Problematika saat ini yang kita
hadapi seperti krisis pangan, krisis kepercayaan, krisis teknologi, krisis
pendidikan tak lepas dari krisis penelitian yang ada di Indonesia. Kita akui,
penelitian di Indonesia hanya memiliki sedikit anggaran. Disisi lain, peneliti
terus saja diarahkan untuk melakukan penelitian yang menghasilkan benefit
secara langsung, menhasilkan keuntungan secara langsung dan cepat. Akibatnya,
penelitian dibidang dasar seperti biologi kurang mendapat dukungan dari pemberi
dana.
Lebih jauh, esensi sebuah
penelitian tidak hanya berkata tentang hasil (output), tapi merupakan pemenuhan
dari aspek input yang melewati aspek proses. Secara filasafati kita tahu bahwa
awal dari sebuah pengetahuan adalah dari keingin taahuan akan sesuatu,
meragukan segala sesuatu, meragukan kebenaran yang telah diamini oleh banyak
orang, dari sana peragu akan menjalani proses peraih pengetahuan untuk menjawab
keraguan-raguannya.
Keragu-raguan ini muncul banyak
dikalangan tua, lebih banyak lagi dikalangan muda. Maka darinya penelitian
banyak dilakukan oleh dosen-dosen diperguruan tinggi, ya, seperti yang kita
tahu perbedaan antara guru-guru di SMA dan Dosen di Perguruan Tinggi. Guru
hanya berkewajiban mendidik, tetapi Dosen selain mendidik juga berkewajiban
melakukan penelitian. Selain merupakan kewajiban, penelitian ini sudah menjadi
layaknya menjadi ruh pada dosen-dose yang bisa dikatakan kaum tua ini. Ketika
Dosen sebagai kaum tua banyak meneliti, maka sewajarnya kaum muda yang disini
adalah mahasiswa lebih banyak lagi aktif untuk meneliti. Meragukan banyak hal
memcari kebenaran.
Ketika ketertarikan diberbagai
kalangan untuk meneliti ini begitu tinggi, maka banyak kalangan menilai
pentingnya menemukan mereka, bahkan hingga sampai mengabungkannya menjadi
organisasi. Maka darinya lahirlah LIPI (Lembaga Ilmu Pengetahuan Indonesia)

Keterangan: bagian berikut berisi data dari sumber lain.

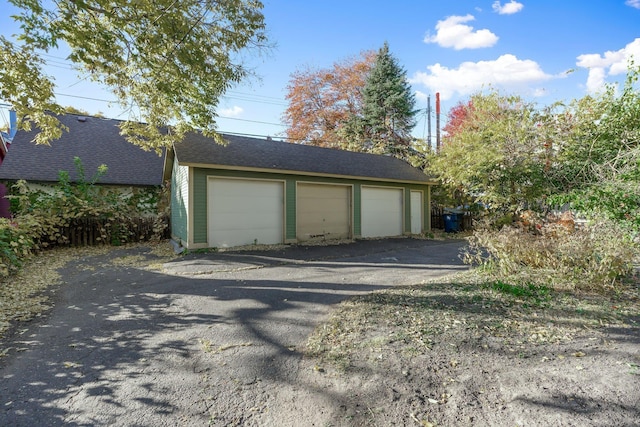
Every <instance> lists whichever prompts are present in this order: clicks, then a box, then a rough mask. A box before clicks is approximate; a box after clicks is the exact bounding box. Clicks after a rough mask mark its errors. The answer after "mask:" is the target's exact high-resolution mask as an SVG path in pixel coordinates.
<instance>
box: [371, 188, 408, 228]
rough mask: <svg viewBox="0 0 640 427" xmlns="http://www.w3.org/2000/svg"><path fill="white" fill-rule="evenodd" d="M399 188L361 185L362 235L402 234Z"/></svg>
mask: <svg viewBox="0 0 640 427" xmlns="http://www.w3.org/2000/svg"><path fill="white" fill-rule="evenodd" d="M402 193H403V190H402V189H401V188H386V187H362V196H361V200H362V206H361V212H362V230H361V231H362V237H387V236H400V235H402V212H403V209H402Z"/></svg>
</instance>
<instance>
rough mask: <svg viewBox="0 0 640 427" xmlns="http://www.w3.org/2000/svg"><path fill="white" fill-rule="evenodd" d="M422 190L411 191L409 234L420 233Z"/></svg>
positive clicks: (421, 226) (421, 210)
mask: <svg viewBox="0 0 640 427" xmlns="http://www.w3.org/2000/svg"><path fill="white" fill-rule="evenodd" d="M422 205H423V203H422V191H412V192H411V234H420V233H422Z"/></svg>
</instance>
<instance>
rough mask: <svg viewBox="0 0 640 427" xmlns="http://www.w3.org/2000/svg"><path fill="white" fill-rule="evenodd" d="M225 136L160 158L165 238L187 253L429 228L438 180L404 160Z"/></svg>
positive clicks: (369, 236) (177, 150)
mask: <svg viewBox="0 0 640 427" xmlns="http://www.w3.org/2000/svg"><path fill="white" fill-rule="evenodd" d="M222 136H223V138H224V140H225V141H226V145H221V144H216V143H215V142H214V141H213V140H212V139H210V138H206V137H204V136H202V135H201V134H189V135H188V136H187V137H186V138H185V139H184V140H183V141H182V142H180V143H177V144H175V145H174V147H173V150H170V151H169V153H168V154H167V157H166V162H167V163H166V165H165V173H167V174H169V173H170V179H171V230H172V231H171V233H172V237H173V238H174V239H175V240H176V241H178V242H180V243H181V244H182V245H183V246H184V247H186V248H188V249H197V248H211V247H217V248H225V247H234V246H242V245H248V244H278V243H297V242H305V241H311V240H318V239H322V240H333V239H346V238H368V237H387V236H400V235H411V234H420V233H423V232H426V231H428V230H430V187H431V185H433V184H435V182H434V181H433V180H432V179H431V178H430V177H428V176H427V175H425V174H424V173H423V172H422V171H420V170H418V169H416V168H414V167H412V166H410V165H409V164H407V163H406V162H404V161H402V160H399V159H397V158H395V157H390V156H380V155H373V154H366V153H355V152H350V151H343V150H336V149H329V148H321V147H315V146H308V145H300V144H290V143H286V142H282V141H272V140H268V139H267V140H265V139H256V138H249V137H244V136H237V135H222ZM165 178H166V179H168V178H169V176H166V177H165Z"/></svg>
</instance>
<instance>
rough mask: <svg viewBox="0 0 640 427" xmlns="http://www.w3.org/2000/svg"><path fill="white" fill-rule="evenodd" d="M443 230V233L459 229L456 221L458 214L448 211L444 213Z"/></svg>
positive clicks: (457, 224)
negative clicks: (455, 213)
mask: <svg viewBox="0 0 640 427" xmlns="http://www.w3.org/2000/svg"><path fill="white" fill-rule="evenodd" d="M444 231H445V233H457V232H458V231H460V222H459V221H458V214H454V213H448V214H444Z"/></svg>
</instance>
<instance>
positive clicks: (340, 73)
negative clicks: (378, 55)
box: [283, 51, 376, 148]
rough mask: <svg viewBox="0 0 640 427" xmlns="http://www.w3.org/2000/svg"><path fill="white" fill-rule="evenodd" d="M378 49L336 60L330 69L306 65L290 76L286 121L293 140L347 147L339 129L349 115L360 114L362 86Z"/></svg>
mask: <svg viewBox="0 0 640 427" xmlns="http://www.w3.org/2000/svg"><path fill="white" fill-rule="evenodd" d="M375 59H376V52H374V51H364V52H362V53H360V55H359V56H358V57H352V58H348V59H346V60H343V61H341V62H336V63H334V64H333V67H332V68H330V69H318V70H316V69H312V68H306V69H303V70H298V71H296V72H294V73H293V74H292V75H291V78H290V80H289V85H288V86H287V90H288V93H287V95H286V98H287V100H288V101H289V107H288V108H287V109H286V111H285V113H284V115H283V120H284V122H285V123H286V124H287V125H288V129H287V138H288V139H289V140H290V141H291V142H295V143H304V144H310V145H318V146H322V147H337V148H348V147H344V146H343V145H344V144H343V142H342V139H341V138H339V136H338V131H339V130H340V128H341V126H343V125H344V123H345V122H346V120H347V119H348V118H349V117H352V116H354V115H359V114H361V111H362V88H363V87H364V86H365V82H366V79H367V75H368V74H369V71H370V70H371V67H372V65H373V63H374V61H375Z"/></svg>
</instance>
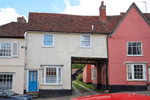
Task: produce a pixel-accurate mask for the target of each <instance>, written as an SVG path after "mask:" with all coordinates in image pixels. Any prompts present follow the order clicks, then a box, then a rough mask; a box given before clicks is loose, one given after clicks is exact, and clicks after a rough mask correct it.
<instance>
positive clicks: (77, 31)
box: [28, 2, 150, 34]
mask: <svg viewBox="0 0 150 100" xmlns="http://www.w3.org/2000/svg"><path fill="white" fill-rule="evenodd" d="M132 6H134V7H135V8H136V9H137V11H138V12H139V13H140V14H141V15H142V17H143V18H144V19H145V21H147V23H149V22H150V13H143V14H142V12H141V11H140V9H139V8H138V7H137V6H136V4H135V3H134V2H133V3H132V4H131V6H130V7H129V8H128V10H127V12H126V13H125V14H123V15H118V16H107V21H105V22H102V21H100V19H99V16H80V15H68V14H59V13H33V12H30V13H29V27H28V31H46V32H70V33H108V34H109V33H112V32H113V31H114V30H115V29H116V28H117V27H118V26H119V24H120V23H121V22H122V20H123V19H124V17H125V16H126V14H127V13H128V12H129V10H130V9H131V7H132ZM92 25H93V26H94V30H92V29H91V27H92Z"/></svg>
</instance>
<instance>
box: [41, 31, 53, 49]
mask: <svg viewBox="0 0 150 100" xmlns="http://www.w3.org/2000/svg"><path fill="white" fill-rule="evenodd" d="M44 35H52V36H53V44H52V46H45V45H44ZM42 47H54V33H46V32H44V33H43V41H42Z"/></svg>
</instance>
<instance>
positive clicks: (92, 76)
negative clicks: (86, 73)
mask: <svg viewBox="0 0 150 100" xmlns="http://www.w3.org/2000/svg"><path fill="white" fill-rule="evenodd" d="M95 71H96V69H95V68H94V69H93V70H92V80H95V79H96V78H95V74H96V73H95Z"/></svg>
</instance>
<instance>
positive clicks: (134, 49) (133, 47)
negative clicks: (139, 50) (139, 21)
mask: <svg viewBox="0 0 150 100" xmlns="http://www.w3.org/2000/svg"><path fill="white" fill-rule="evenodd" d="M133 55H136V47H133Z"/></svg>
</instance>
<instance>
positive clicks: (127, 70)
mask: <svg viewBox="0 0 150 100" xmlns="http://www.w3.org/2000/svg"><path fill="white" fill-rule="evenodd" d="M128 65H131V70H132V71H131V72H132V79H128ZM134 65H142V66H143V79H134ZM126 72H127V73H126V74H127V81H147V71H146V64H127V65H126Z"/></svg>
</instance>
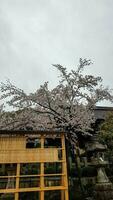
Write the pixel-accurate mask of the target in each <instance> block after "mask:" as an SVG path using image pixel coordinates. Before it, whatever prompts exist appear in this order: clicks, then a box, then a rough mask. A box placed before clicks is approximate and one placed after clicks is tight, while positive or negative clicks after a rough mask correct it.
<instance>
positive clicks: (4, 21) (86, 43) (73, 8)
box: [0, 0, 113, 92]
mask: <svg viewBox="0 0 113 200" xmlns="http://www.w3.org/2000/svg"><path fill="white" fill-rule="evenodd" d="M80 57H82V58H90V59H92V61H93V62H94V64H93V66H92V67H91V68H90V69H89V70H88V71H87V72H88V73H91V74H95V75H100V76H102V78H103V79H104V84H105V85H106V86H109V87H111V88H113V0H0V80H1V81H5V79H6V78H9V79H10V80H11V81H12V82H13V83H14V84H16V85H17V86H18V87H20V88H22V89H25V90H26V91H27V92H31V91H32V92H33V91H34V90H35V89H36V88H37V87H39V85H40V84H43V82H44V81H50V85H51V86H55V84H56V83H57V76H58V73H57V71H56V69H54V68H53V67H52V65H51V64H52V63H54V64H61V65H65V66H66V67H67V68H68V69H72V68H73V69H74V68H75V66H76V65H77V64H78V60H79V58H80Z"/></svg>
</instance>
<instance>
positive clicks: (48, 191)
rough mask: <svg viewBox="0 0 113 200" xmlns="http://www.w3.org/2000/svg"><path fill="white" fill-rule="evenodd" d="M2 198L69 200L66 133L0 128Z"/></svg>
mask: <svg viewBox="0 0 113 200" xmlns="http://www.w3.org/2000/svg"><path fill="white" fill-rule="evenodd" d="M0 199H1V200H5V199H7V200H48V199H49V200H68V181H67V164H66V151H65V137H64V134H63V133H61V132H46V131H5V130H2V131H0Z"/></svg>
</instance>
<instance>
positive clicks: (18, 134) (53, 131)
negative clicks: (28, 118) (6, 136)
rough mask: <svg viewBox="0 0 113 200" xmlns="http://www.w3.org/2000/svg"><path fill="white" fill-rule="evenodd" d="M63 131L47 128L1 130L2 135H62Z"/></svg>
mask: <svg viewBox="0 0 113 200" xmlns="http://www.w3.org/2000/svg"><path fill="white" fill-rule="evenodd" d="M62 133H63V131H58V130H50V131H48V130H47V131H46V130H37V131H33V130H0V135H2V136H3V135H21V136H22V135H37V134H41V135H44V134H46V135H50V134H53V135H56V134H57V135H60V134H62Z"/></svg>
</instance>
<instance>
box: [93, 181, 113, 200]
mask: <svg viewBox="0 0 113 200" xmlns="http://www.w3.org/2000/svg"><path fill="white" fill-rule="evenodd" d="M94 198H95V200H113V185H112V183H97V184H96V185H95V192H94Z"/></svg>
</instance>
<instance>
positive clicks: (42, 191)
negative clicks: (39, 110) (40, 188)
mask: <svg viewBox="0 0 113 200" xmlns="http://www.w3.org/2000/svg"><path fill="white" fill-rule="evenodd" d="M41 149H44V137H43V136H42V137H41ZM40 170H41V171H40V175H41V176H40V188H41V192H40V200H44V163H43V162H42V163H41V169H40Z"/></svg>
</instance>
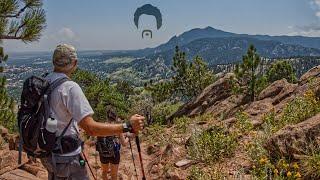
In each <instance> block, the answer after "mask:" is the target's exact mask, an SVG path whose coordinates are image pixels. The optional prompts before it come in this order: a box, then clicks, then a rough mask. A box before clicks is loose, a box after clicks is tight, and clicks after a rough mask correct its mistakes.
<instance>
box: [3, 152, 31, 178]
mask: <svg viewBox="0 0 320 180" xmlns="http://www.w3.org/2000/svg"><path fill="white" fill-rule="evenodd" d="M18 155H19V152H18V151H9V150H2V151H0V175H1V174H4V173H6V172H8V171H11V170H13V169H16V168H18V167H19V166H20V164H18ZM26 162H28V157H27V155H26V153H22V164H25V163H26ZM22 164H21V165H22Z"/></svg>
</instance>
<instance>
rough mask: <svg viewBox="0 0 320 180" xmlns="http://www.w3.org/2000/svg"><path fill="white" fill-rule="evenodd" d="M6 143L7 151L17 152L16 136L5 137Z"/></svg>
mask: <svg viewBox="0 0 320 180" xmlns="http://www.w3.org/2000/svg"><path fill="white" fill-rule="evenodd" d="M7 141H8V143H9V149H10V150H19V141H20V139H19V135H16V134H10V135H8V137H7Z"/></svg>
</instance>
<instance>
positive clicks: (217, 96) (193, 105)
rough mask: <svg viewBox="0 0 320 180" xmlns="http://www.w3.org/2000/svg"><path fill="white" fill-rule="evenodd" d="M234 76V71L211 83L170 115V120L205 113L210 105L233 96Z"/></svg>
mask: <svg viewBox="0 0 320 180" xmlns="http://www.w3.org/2000/svg"><path fill="white" fill-rule="evenodd" d="M233 76H234V75H233V74H232V73H228V74H226V75H224V76H223V77H222V78H220V79H218V80H217V81H216V82H214V83H213V84H211V85H209V86H208V87H207V88H205V89H204V90H203V92H202V93H201V94H200V95H199V96H197V97H196V98H194V99H193V100H192V101H190V102H189V103H186V104H185V105H183V106H182V107H181V108H180V109H179V110H178V111H177V112H176V113H174V114H173V115H172V116H171V117H169V118H168V120H169V121H172V120H173V119H174V118H175V117H181V116H196V115H200V114H203V113H204V112H205V111H206V110H207V109H208V108H209V107H212V106H214V105H215V104H216V103H217V102H220V101H222V100H225V99H226V98H228V97H229V96H231V82H230V79H231V78H232V77H233Z"/></svg>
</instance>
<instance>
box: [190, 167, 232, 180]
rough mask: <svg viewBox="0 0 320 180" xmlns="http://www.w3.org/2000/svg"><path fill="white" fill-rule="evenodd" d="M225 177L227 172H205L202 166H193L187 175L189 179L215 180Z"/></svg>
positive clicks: (220, 178) (195, 179)
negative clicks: (222, 172) (220, 172)
mask: <svg viewBox="0 0 320 180" xmlns="http://www.w3.org/2000/svg"><path fill="white" fill-rule="evenodd" d="M212 171H213V170H212ZM225 177H226V176H225V174H222V173H220V172H219V171H215V172H211V171H210V172H205V171H203V170H202V169H201V168H198V167H196V166H193V167H192V168H191V170H190V172H189V176H188V177H187V180H213V179H224V178H225Z"/></svg>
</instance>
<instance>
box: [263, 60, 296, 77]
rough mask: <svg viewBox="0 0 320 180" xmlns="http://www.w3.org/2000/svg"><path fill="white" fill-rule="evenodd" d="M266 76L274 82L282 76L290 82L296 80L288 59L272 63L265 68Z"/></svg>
mask: <svg viewBox="0 0 320 180" xmlns="http://www.w3.org/2000/svg"><path fill="white" fill-rule="evenodd" d="M267 78H268V81H269V82H274V81H277V80H280V79H283V78H285V79H287V80H288V82H290V83H294V82H296V81H297V77H296V74H295V71H294V69H293V67H292V65H291V64H290V63H289V62H288V61H284V60H280V61H276V62H274V63H272V65H271V66H270V67H269V69H268V70H267Z"/></svg>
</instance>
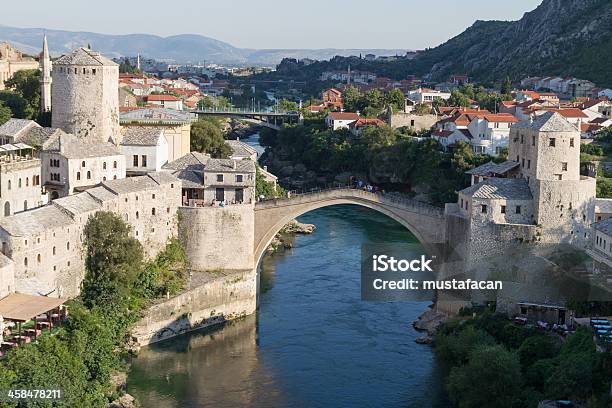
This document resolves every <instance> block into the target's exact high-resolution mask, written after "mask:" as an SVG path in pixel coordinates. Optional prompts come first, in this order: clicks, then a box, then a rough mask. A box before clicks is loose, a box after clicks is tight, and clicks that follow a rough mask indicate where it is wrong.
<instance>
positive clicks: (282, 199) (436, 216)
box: [254, 188, 445, 266]
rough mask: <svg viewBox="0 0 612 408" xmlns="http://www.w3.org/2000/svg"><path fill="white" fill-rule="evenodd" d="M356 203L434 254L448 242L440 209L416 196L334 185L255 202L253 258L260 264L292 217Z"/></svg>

yang merupakan lembaga penelitian dibawah pemerintah, selain LIPI banyak pula
organiasasi non profit atau NGO dibidang ini seperti MITI (Masyarakat Ilmuan
dan Tegnolog Indonesia), ICMI (Ilmuan dan Cendekiawan Muslim Indonesia) dan
lain sebagaianya. Maka lagi-lagi, menjadi hal yg layak dan seharusnya kaum muda
(mahasiswa) memiliki lebih banyak lagi forum-forum semacam LIPI, MITI, dan
ICMI.
Di UGM sendiri, terdapat 27 Kelompok Studi yang resmi berada pada
naungan Fakultas-fakultas di UGM. Kelompok-kelompok studi yang terbentuk dari
dan untuk mahasiswa ini merupakan bentuk dari penasaran yang besar akan suatu
topik dan keinginan berkarya. “Saat ini, pergerakan mahasiswa telah bergeser,
dari yang hanya berteriak-teriak di jalanan menjadi ditambahi dengan aktivitas
penelitin di lab dan lapangan, dari sekedar mengkritisi, sekarang dilengkapi
dengan solusi, itu lah era kita, era kelompok studi” Ujar Ari Akbar Devananta,
ketua SCCF (Study Club Communication Forum) UGM 2013.
Kelompok Studi yang menjamur ini
merupakan bentuk kongkrit dari perwujudan keilmuan terorganisir. Sama halnya
dengan generasi tua. Terbentuknya kelompok studi didasarkan pada kesadaran
bahwa sebuah minat dan ketertarikan penelitian dan pembelajaran harus
diorganisasi untuk memperbesar skala kontribusi dan peran. Ibarat manusia,
keilmuan adalah jiwa dan organisasi adalah roh, keduanya harus disatukan, tak
dapat dipisahkan untuk menjadi manusia, untuk menjadi Kelompok Studi yang utuh.